SearchJumper levenshtein addon

Add similarity search based on Levenshtein distance to the highlight feature of SearchJumper.

  1. // ==UserScript==
  2. // @name SearchJumper levenshtein addon
  3. // @name:zh-CN 搜索酱单词模式扩展
  4. // @name:zh-TW 搜尋醬單詞模式擴展
  5. // @namespace hoothin
  6. // @version 0.2
  7. // @description Add similarity search based on Levenshtein distance to the highlight feature of SearchJumper.

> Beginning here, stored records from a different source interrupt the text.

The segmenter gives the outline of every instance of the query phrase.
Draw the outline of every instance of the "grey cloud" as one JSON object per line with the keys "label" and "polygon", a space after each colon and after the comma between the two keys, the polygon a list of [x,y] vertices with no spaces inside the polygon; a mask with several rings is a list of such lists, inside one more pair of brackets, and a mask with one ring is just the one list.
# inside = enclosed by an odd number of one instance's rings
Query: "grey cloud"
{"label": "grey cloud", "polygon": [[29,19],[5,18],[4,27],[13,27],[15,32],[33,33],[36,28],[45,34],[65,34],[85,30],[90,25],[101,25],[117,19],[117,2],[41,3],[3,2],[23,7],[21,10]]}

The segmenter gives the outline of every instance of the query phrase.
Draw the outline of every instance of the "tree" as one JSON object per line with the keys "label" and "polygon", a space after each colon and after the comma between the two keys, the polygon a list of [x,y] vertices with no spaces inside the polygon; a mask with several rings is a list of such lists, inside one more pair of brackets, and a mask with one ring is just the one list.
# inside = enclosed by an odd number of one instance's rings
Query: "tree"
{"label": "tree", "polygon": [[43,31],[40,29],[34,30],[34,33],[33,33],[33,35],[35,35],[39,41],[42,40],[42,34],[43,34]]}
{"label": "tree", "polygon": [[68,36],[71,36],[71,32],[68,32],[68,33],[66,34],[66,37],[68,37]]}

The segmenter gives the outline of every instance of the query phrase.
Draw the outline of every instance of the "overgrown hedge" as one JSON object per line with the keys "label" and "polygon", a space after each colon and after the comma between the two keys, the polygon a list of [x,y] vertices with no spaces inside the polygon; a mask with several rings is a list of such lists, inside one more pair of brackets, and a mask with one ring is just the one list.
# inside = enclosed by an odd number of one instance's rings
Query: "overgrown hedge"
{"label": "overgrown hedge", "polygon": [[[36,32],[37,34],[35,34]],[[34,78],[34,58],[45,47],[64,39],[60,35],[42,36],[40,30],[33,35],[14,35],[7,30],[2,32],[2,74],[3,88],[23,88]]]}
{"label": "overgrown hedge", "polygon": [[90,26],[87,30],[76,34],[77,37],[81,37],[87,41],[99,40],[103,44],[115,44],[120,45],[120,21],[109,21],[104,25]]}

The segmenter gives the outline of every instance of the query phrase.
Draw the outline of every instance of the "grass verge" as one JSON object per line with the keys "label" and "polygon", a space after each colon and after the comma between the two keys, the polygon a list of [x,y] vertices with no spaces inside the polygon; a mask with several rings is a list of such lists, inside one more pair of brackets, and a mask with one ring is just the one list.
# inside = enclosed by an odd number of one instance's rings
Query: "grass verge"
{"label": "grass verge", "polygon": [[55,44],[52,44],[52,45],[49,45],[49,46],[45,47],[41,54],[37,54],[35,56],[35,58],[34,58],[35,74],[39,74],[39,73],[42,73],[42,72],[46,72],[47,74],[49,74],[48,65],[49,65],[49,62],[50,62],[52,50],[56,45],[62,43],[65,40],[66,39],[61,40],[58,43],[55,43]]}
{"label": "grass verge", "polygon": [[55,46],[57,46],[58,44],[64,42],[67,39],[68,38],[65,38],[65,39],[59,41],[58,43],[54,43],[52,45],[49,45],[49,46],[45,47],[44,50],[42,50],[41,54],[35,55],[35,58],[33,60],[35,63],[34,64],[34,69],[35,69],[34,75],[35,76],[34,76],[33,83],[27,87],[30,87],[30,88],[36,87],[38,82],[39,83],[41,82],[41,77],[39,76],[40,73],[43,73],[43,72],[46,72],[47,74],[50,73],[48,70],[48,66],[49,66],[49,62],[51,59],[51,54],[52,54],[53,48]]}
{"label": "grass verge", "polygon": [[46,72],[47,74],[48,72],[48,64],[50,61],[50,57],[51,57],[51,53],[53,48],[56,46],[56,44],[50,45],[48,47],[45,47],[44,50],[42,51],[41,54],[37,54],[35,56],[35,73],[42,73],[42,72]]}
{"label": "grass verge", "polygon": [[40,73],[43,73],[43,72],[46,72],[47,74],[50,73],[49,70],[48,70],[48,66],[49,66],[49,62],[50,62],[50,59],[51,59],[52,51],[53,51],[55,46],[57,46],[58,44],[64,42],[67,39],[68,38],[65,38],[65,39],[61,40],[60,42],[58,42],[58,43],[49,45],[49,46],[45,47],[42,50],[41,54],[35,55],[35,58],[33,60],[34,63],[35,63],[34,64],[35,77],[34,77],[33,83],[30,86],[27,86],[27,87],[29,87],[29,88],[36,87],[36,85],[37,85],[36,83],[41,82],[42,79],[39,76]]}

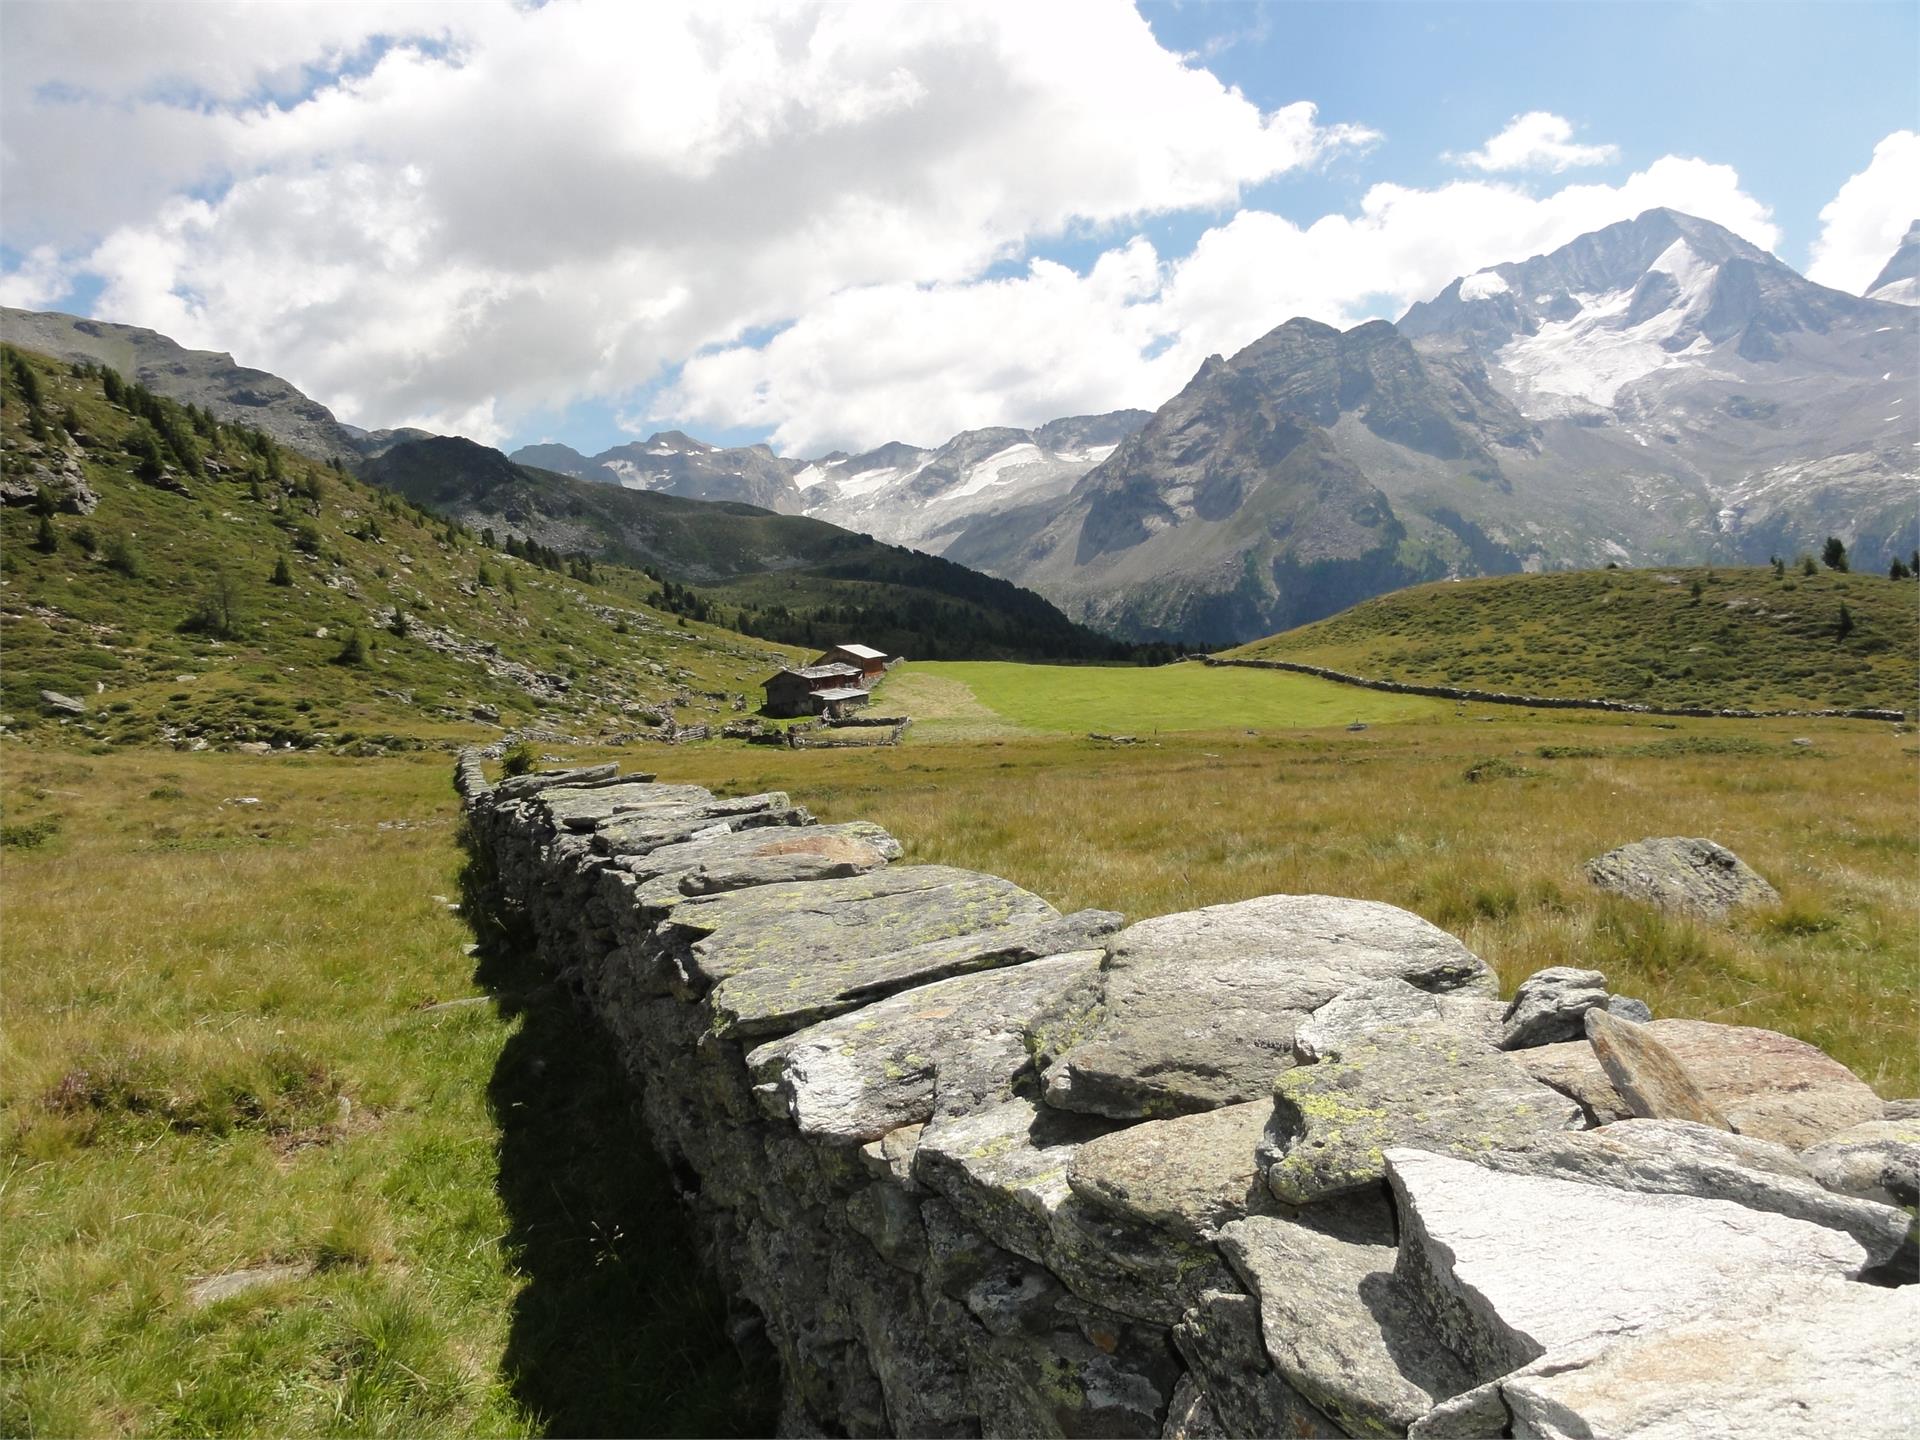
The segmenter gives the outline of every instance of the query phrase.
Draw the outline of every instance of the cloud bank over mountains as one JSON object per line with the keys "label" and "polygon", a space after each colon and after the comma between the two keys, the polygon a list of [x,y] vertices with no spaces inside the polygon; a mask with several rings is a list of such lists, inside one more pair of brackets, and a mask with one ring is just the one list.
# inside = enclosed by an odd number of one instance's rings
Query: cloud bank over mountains
{"label": "cloud bank over mountains", "polygon": [[[1702,159],[1542,183],[1616,152],[1539,111],[1460,157],[1481,176],[1241,208],[1382,137],[1114,6],[20,0],[0,105],[0,300],[89,295],[485,441],[587,399],[794,452],[1152,406],[1290,315],[1397,315],[1651,206],[1778,238]],[[1882,164],[1823,213],[1836,274],[1890,223]],[[1212,222],[1186,253],[1139,233],[1181,215]]]}

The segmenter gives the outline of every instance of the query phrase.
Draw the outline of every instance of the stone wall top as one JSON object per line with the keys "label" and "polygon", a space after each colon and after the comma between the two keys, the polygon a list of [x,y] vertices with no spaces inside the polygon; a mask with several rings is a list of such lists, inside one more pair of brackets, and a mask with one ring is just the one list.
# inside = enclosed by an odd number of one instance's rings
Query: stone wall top
{"label": "stone wall top", "polygon": [[[778,793],[492,786],[472,754],[456,783],[771,1342],[787,1433],[1906,1433],[1886,1202],[1920,1134],[1810,1046],[1634,1025],[1590,971],[1503,1001],[1373,902],[1126,926]],[[1647,1087],[1590,1054],[1531,1063],[1596,1014],[1809,1158],[1635,1118]],[[1753,1315],[1783,1319],[1765,1365],[1649,1358],[1758,1343]]]}

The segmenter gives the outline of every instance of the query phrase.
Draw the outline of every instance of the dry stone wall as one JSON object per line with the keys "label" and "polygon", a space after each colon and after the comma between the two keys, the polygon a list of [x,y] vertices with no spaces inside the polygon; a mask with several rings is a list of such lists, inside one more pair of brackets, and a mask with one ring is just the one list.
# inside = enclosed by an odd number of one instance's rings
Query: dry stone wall
{"label": "dry stone wall", "polygon": [[1586,699],[1574,695],[1515,695],[1506,690],[1476,690],[1463,685],[1416,685],[1406,680],[1373,680],[1330,670],[1325,665],[1308,665],[1298,660],[1231,660],[1219,655],[1198,657],[1203,665],[1238,666],[1243,670],[1288,670],[1295,675],[1313,675],[1340,685],[1357,685],[1362,690],[1384,690],[1390,695],[1427,695],[1437,700],[1471,700],[1483,705],[1524,705],[1530,710],[1610,710],[1621,715],[1683,715],[1698,719],[1721,720],[1905,720],[1904,710],[1738,710],[1715,709],[1710,705],[1643,705],[1634,700]]}
{"label": "dry stone wall", "polygon": [[[1913,1278],[1920,1135],[1810,1046],[1636,1026],[1750,1121],[1635,1116],[1576,1037],[1644,1007],[1503,1002],[1391,906],[1123,927],[779,793],[457,783],[785,1433],[1909,1433],[1920,1286],[1868,1282]],[[1764,1356],[1689,1362],[1755,1314]]]}

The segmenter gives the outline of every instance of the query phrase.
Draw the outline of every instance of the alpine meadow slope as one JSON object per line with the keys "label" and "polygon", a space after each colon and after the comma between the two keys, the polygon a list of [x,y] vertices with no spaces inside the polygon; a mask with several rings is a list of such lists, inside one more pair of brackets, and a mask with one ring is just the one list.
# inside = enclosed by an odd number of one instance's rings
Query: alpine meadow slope
{"label": "alpine meadow slope", "polygon": [[730,714],[793,653],[658,608],[635,571],[503,554],[85,362],[9,350],[0,371],[16,734],[296,749],[534,723],[611,734]]}
{"label": "alpine meadow slope", "polygon": [[1911,712],[1920,694],[1920,582],[1800,566],[1443,581],[1225,658],[1519,695]]}
{"label": "alpine meadow slope", "polygon": [[471,440],[396,445],[363,472],[470,528],[644,566],[701,618],[802,645],[849,635],[921,659],[1116,660],[1130,647],[1010,582],[822,520],[580,480]]}

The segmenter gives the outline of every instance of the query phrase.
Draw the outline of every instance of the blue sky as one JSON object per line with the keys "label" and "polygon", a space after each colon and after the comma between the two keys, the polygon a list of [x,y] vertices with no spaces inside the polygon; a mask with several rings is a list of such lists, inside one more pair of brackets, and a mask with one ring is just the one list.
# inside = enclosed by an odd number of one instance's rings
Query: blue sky
{"label": "blue sky", "polygon": [[1912,3],[14,0],[0,298],[369,427],[938,443],[1649,204],[1858,289],[1916,55]]}

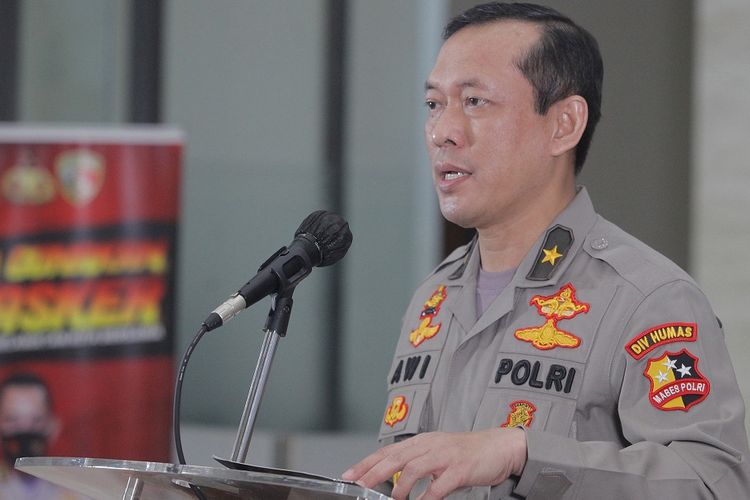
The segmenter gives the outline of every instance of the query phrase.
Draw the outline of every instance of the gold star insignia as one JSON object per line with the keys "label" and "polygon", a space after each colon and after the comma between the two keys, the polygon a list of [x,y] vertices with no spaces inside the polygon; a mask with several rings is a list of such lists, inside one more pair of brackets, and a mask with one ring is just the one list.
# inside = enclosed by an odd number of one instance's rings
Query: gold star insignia
{"label": "gold star insignia", "polygon": [[555,261],[563,256],[563,254],[557,252],[557,245],[555,245],[552,250],[547,250],[546,248],[542,248],[542,252],[544,252],[544,258],[542,259],[542,264],[545,262],[549,262],[553,266],[555,265]]}

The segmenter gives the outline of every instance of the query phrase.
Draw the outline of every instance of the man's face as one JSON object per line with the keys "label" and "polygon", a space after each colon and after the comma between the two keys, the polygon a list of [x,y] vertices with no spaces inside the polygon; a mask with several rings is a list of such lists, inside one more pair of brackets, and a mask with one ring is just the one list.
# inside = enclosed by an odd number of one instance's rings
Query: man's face
{"label": "man's face", "polygon": [[484,229],[522,216],[547,188],[554,134],[517,67],[531,23],[470,26],[443,45],[427,79],[425,139],[443,216]]}
{"label": "man's face", "polygon": [[53,416],[44,390],[35,385],[10,385],[0,397],[0,435],[52,431]]}
{"label": "man's face", "polygon": [[0,443],[9,467],[19,457],[46,455],[57,428],[46,393],[38,385],[8,385],[0,394]]}

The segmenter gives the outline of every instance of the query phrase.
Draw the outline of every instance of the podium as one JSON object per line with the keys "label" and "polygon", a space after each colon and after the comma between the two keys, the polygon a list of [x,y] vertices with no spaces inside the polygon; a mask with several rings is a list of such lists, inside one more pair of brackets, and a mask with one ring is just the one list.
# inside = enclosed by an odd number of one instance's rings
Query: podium
{"label": "podium", "polygon": [[[308,234],[308,232],[310,234]],[[298,241],[298,236],[301,238]],[[307,243],[299,243],[305,240]],[[320,241],[319,241],[320,240]],[[178,372],[175,389],[174,431],[180,461],[182,446],[179,439],[179,401],[183,375],[190,355],[202,336],[234,317],[239,311],[273,292],[271,310],[268,313],[265,337],[258,363],[250,384],[245,409],[240,420],[231,460],[217,459],[224,467],[179,465],[160,462],[140,462],[100,458],[55,458],[23,457],[16,460],[15,468],[26,474],[55,483],[88,497],[98,500],[190,500],[198,498],[191,486],[200,487],[201,496],[207,500],[391,500],[377,491],[357,484],[321,476],[313,476],[294,471],[255,467],[245,463],[249,451],[255,419],[261,397],[271,369],[279,340],[286,336],[292,311],[292,294],[297,283],[307,276],[312,267],[329,265],[344,256],[352,236],[349,225],[340,216],[318,211],[310,214],[297,230],[290,248],[282,247],[271,256],[261,268],[264,278],[253,286],[262,285],[259,290],[248,291],[253,301],[247,302],[243,290],[233,294],[216,308],[201,325],[188,347]],[[312,250],[315,247],[319,257],[313,262]],[[323,254],[323,248],[327,254]],[[286,269],[292,260],[281,259],[290,255],[297,259],[291,269]],[[302,261],[302,264],[299,264]],[[296,270],[292,271],[292,269]],[[287,275],[291,273],[291,276]],[[269,281],[268,278],[273,278]],[[273,290],[270,283],[275,283]],[[263,288],[265,287],[265,288]],[[250,287],[248,290],[253,290]],[[215,457],[216,458],[216,457]]]}
{"label": "podium", "polygon": [[[27,457],[16,469],[97,500],[390,500],[357,484],[293,474],[99,458]],[[291,471],[289,471],[291,472]]]}

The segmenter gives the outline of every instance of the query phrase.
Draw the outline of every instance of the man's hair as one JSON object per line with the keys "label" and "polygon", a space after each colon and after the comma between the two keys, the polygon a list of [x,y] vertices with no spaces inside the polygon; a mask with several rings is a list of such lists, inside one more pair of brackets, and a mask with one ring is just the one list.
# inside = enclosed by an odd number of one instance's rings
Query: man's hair
{"label": "man's hair", "polygon": [[39,376],[33,373],[14,373],[5,378],[0,382],[0,398],[5,395],[5,390],[8,387],[38,387],[44,393],[44,401],[47,403],[47,408],[52,410],[52,393],[47,386],[47,383]]}
{"label": "man's hair", "polygon": [[578,174],[601,117],[604,69],[599,44],[588,31],[554,9],[502,2],[477,5],[457,15],[446,25],[443,40],[467,26],[504,20],[525,21],[542,27],[539,41],[516,62],[534,88],[536,112],[544,115],[552,104],[571,95],[580,95],[588,104],[588,122],[575,152],[575,173]]}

  8. // @description:zh-CN 为搜索酱的页内高亮添加基于莱文斯坦距离的相似度查找
  9. // @description:zh-TW 為搜尋醬的頁内高亮添加基於萊文斯坦距離的相似度查找
  10. // @author hoothin
  11. // @match *://*/*
  12. // @grant unsafeWindow
  13. // @run-at document-start
  14. // ==/UserScript==
  15.  
  16. (function() {
  17. 'use strict';
  18. var _unsafeWindow = (typeof unsafeWindow == 'undefined') ? window : unsafeWindow;
  19. if (!_unsafeWindow.searchJumperAddons) _unsafeWindow.searchJumperAddons = [];
  20. function levenshteinDistance(a, b) {
  21. //構造矩陣
  22. const distanceMatrix = Array(b.length + 1).fill(null).map(() => Array(a.length + 1).fill(null));
  23. //第一行
  24. for (let i = 0; i <= a.length; i += 1) {
  25. distanceMatrix[0][i] = i;
  26. }
  27. //第一列
  28. for (let j = 0; j <= b.length; j += 1) {
  29. distanceMatrix[j][0] = j;
  30. }
  31. for (let j = 1; j <= b.length; j += 1) {
  32. for (let i = 1; i <= a.length; i += 1) {
  33. const indicator = a[i - 1] === b[j - 1] ? 0 : 1;
  34. distanceMatrix[j][i] = Math.min(
  35. distanceMatrix[j][i - 1] + 1, // 前一個,增加位數,必須加一
  36. distanceMatrix[j - 1][i] + 1, // 上一個,增加位數,必須加一
  37. distanceMatrix[j - 1][i - 1] + indicator, // 斜方向一個,位數不變
  38. );
  39. }
  40. }
  41. return distanceMatrix[b.length][a.length];
  42. }
  43. const gapStr = "[\n\/\\'\"‘’“”,.!\?,。!?…\(\) ]";
  44. const gapStrs = new RegExp(gapStr + "+", "g");
  45. _unsafeWindow.searchJumperAddons.push({
  46. name: "Levenshtein",
  47. type: "findInPage",
  48. sort: 0,
  49. run: (text, keywords) => {
  50. if (!text || !keywords) return {matched: false};
  51. if (keywords.charCodeAt(0) > 255) {
  52. let len = keywords.length;
  53. let pos = text.toUpperCase().indexOf(keywords.toUpperCase());
  54. return {matched: pos != -1, pos: pos, len: len};
  55. }
  56. text = text.toLowerCase();
  57. keywords = keywords.toLowerCase();
  58. let wordArr = text.replace(gapStrs, " ").split(" ");
  59. let kwArr = keywords.replace(gapStrs, " ").split(" ");
  60. let matched = false, pos = -1, len = 0, matchedStr = [];
  61. for (let i = 0; i < wordArr.length; i++) {
  62. matched = true;
  63. matchedStr = [];
  64. for (let j = 0; j < kwArr.length; j++) {
  65. let kwLen = kwArr[j].length;
  66. let maxTolerance = kwLen>>2;
  67. if (kwLen > 3) maxTolerance++;
  68. if (!wordArr[i + j] || levenshteinDistance(kwArr[j], wordArr[i + j]) > maxTolerance) {
  69. matched = false;
  70. break;
  71. } else {
  72. matchedStr.push(wordArr[i + j].replace(/([\[\]\(\)\^\$\.\+\*\?\|\{\}\-])/g, "\\$1"));
  73. }
  74. }
  75. if (matched) {
  76. break;
  77. }
  78. }
  79. if (matched) {
  80. let wordMatch = text.match(new RegExp(`(\\b|\\s)(` + matchedStr.join(gapStr + "+") + `)(\\b|\\s)`, "i"));
  81. if (wordMatch) {
  82. let content = wordMatch[2];
  83. len = content.length;
  84. pos = wordMatch.index + wordMatch[1].length;
  85. }
  86. }
  87. return {matched: matched, pos: pos, len: len};
  88. }
  89. });
  90. })();